Now he was watching Bonnie bend over for the one millionth time, and he couldn't even enjoy it completely because he was too busy mentally killing every person who gawked at her ass each time she bent over to take her shot. Finally he was given a reprieve as she missed her shot, but set up Caroline with the ability to win and end the game.
"For the love of god blondie take the shot, and for fucks sake don't miss and end this game so we can get the hell out of here," he gritted out to Caroline as she prepared for her turn.
"Damon, what's wrong?" she asked way too innocently.
"We're all relaxing and you've been super tense since we got here,"
"You know damn well..." he began to respond but stop short when he catches the sight of Bonnie bending over to tie her loose shoelaces out of his peripheral.
'What the hell is she trying to do to me!' he thought feeling the air that he didn't need get caught and lodged in his throat.
If he wasn't a vampire he would be dead from lack of oxygen to the brain.
"Squat!" he shouts at her finally getting his tongue to work again before using his vamp speed to leave the grill like a madman.
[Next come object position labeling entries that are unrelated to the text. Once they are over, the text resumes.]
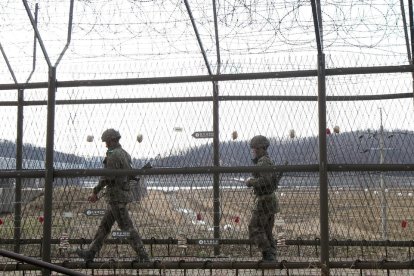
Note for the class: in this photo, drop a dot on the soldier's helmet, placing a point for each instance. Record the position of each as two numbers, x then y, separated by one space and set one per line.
110 134
259 141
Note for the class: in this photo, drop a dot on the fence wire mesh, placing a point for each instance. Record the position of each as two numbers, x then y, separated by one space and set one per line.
267 53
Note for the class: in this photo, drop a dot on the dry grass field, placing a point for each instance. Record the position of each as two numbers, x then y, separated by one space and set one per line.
180 214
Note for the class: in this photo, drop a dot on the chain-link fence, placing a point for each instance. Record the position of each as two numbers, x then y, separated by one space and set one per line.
338 111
Bonnie stood up and looked at Caroline, and Stefan with wide eyes in the wake of his sudden departure. They all then burst into a fit of laughter.
"How long do you think he'll last before he has a full breakdown?" Stefan asks once their laughter calms down.
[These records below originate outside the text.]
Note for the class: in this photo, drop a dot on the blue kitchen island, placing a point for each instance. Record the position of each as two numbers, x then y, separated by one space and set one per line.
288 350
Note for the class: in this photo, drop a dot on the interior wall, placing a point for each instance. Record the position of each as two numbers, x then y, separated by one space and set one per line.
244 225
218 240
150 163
"I think he already has reached that point," Caroline chuckles
"The real question is how long do you think he's going to last until he finally corners Bonnie and pins her to a wall," she adds cheekily
Bonnie shakes her head and sends a wink toward Caroline.
"It serves him right, for saying your look was reliable and predictable. What does that even mean!?" Caroline huffs out causing Stefan to chuckle.
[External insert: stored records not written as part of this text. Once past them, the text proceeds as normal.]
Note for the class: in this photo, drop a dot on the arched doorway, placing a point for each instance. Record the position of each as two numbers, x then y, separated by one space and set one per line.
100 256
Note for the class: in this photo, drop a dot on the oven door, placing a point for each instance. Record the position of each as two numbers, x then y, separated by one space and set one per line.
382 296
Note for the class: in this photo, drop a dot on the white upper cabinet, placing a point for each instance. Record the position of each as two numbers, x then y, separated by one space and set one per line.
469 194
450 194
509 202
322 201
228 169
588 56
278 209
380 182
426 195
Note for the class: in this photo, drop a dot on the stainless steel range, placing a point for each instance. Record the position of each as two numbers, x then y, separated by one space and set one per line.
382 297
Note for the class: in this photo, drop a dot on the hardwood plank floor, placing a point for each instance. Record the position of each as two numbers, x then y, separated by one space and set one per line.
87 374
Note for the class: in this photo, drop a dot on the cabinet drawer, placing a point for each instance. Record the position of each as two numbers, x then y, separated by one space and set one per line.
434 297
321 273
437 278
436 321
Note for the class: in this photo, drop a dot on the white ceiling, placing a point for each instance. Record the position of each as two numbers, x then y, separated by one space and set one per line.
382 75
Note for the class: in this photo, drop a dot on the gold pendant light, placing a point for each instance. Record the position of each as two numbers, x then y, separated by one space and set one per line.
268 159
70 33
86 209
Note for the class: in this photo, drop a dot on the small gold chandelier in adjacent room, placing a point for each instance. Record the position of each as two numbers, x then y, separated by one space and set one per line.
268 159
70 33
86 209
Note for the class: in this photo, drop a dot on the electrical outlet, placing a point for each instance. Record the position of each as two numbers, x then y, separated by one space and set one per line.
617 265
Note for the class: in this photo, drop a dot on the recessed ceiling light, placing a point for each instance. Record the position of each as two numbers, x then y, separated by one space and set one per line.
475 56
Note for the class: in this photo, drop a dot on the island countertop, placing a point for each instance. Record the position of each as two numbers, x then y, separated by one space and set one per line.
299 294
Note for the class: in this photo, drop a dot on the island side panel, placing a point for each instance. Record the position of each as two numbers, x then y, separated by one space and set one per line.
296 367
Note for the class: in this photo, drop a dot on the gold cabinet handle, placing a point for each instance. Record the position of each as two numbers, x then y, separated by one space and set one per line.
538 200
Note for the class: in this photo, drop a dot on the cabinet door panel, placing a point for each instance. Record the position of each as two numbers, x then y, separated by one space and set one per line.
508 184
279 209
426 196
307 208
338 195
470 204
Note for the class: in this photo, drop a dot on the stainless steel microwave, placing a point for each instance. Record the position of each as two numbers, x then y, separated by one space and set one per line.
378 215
"Plus it's giving him the push he needs to get off his ass and finally get the ball rolling with you. I mean Bons you're a bad ass master witch, smart, sexy... I mean just smoking hot! How can he be so blind!" Caroline adds
"Well that's definitely the goal. I've tried to go Damon directly but he wrote me off. I respected that and put my feelings on the back burner. Then he started to act like a jealous lunatic when I started to explore other options!" Bonnie says rolling her eyes remembering the many dates he'd ruined.
"So I thought, what the hell I'll give it another go. But this time try an indirect approach, get some payback, and have some fun," she explained.
"Well I'd say it's definitely working, you've got him hooked," Caroline responded and Stefan nodded in agreement.
"Stage 1 complete!" Bonnie said doing a mock bow, earning laughter from her two friends. "Alright let's go make sure Damon hasn't done something overly dramatic to temper his anger," Stefan said as they all headed out the to the grill's parking lot.
"You guys go ahead, I'm going to head home and prepare for the next stages," Bonnie said before giving both Caroline and Stefan hugs goodbye.
"Wait!" Stefan shouts before they part ways.
Both girls look at him expectantly as he looks around silently for a moment. Once it seems as if he is satisfied with his assessment of the area, he yells
"Squat!" and they all burst into laugher.
"Sorry I couldn't resist" he finally manages to get out amongst the laughter.
I hope you enjoyed reading. The two outfits describe are actually outfits that the Lovely Kat Graham has worn. I just love her style and this story was most definitely inspired by them.